Deep reinforcement learning went through an unprecedented development in the last decade, resulting in agents defeating world champion human players in complex board games like go and chess. With few exceptions, deep reinforcement learning research focuses on fully observable environments, while there is slightly less research in the direction of partially observable environments. Though, they are relevant in real-world applications where the physical systems' sensors can read only a limited subset of features required for decision making. In many problems, long-term memory is required for the agent to make optimal decisions, possibly through tens or hundreds of timesteps. In supervised deep learning, in the NLP domain, sequential input processing is done with specialized network architectures like variants of RNNs and attention-based networks.
In this work, we investigate the potential of these advanced sequence-processing architectures in the context of deep reinforcement learning for partially observable environments. Additionally, since partial observability widely appears in the physical world, we take a safe approach by trying to limit high exploration costs and damage to the agent and its environment. First, we augment the soft actor-critic method with constraints on the episodic cost, resulting in an objective function with two Lagrangian multiplier: an entropy temperature and a safety temperature.
Then, to support long-horizon, partially observable environments, we use gated recurrent (LSTM, GRU) and self-attention based neural networks for the policy and the estimation of Q-functions. We also study how the design choices and hyperparameters of the self-attention based method affect the performance.
To evaluate the problem in safety-constrained environments with long-term temporal dependencies, we develop a new set of benchmarks with four parameterizable, partially observable simulations. The environments are also parameterizable with the length of the history containing relevant features. Hence, we can observe how different network architectures handle the same problems with varying time horizons. Additionally, we introduce a practical framework for the reproducible evaluation of the methods.

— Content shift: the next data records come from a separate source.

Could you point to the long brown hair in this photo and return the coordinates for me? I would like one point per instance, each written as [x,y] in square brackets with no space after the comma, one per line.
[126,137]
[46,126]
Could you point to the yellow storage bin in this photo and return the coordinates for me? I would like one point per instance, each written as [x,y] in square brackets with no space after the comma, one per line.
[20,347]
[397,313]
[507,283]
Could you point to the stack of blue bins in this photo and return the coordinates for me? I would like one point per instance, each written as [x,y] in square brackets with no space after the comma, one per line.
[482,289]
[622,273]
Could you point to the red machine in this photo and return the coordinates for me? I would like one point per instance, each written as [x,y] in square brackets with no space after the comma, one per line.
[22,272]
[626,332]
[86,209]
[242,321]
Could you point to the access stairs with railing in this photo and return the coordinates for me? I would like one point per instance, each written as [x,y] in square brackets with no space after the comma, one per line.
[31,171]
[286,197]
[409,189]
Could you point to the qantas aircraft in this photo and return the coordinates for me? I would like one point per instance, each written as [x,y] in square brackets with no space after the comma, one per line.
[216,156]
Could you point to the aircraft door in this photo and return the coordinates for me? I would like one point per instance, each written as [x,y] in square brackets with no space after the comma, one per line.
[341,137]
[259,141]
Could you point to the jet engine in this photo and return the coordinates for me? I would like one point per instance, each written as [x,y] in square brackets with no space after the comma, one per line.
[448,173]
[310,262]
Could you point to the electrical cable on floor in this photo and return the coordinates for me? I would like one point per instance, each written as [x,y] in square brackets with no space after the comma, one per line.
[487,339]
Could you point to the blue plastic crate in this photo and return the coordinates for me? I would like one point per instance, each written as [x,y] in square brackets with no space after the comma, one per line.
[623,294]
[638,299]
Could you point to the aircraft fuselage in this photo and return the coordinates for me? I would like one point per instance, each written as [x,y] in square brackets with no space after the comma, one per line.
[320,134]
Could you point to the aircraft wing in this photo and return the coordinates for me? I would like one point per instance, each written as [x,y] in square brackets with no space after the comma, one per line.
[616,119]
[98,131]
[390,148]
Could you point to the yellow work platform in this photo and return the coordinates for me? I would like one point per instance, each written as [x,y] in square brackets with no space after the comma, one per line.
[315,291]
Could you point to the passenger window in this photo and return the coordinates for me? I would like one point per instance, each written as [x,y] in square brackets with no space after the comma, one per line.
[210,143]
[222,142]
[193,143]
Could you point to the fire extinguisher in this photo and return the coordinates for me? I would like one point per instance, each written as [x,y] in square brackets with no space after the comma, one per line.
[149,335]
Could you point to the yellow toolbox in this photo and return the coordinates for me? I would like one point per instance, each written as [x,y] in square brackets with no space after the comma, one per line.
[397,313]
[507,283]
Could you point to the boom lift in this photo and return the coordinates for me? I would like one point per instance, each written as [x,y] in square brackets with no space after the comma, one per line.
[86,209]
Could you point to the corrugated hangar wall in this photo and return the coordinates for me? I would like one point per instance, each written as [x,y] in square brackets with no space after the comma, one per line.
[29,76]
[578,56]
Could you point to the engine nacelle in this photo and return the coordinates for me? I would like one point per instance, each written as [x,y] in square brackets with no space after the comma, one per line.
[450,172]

We conclude that both the recurrent and the self-attention based architectures have high application potential in the introduced domains. We confirm that the feedforward network based baseline agent, shows high performance on problems where only a few, or tens of timesteps have to be processed sequentially. The recurrent and self-attention based architectures show their advantage in environments with longer horizons, where the sequence of events play an important role and looking back to a fixed position is not sufficient.
Maintaining safety proves to be problematic when the reward and cost functions show correlation. Additionally, strict cost limits usually lead to a poor policy and no exploration, contributing to higher costs on the long term, for some environments.
We propose further research for architectural changes to scale up the method for more complex environments, and to analyze the method on discrete-action and environments.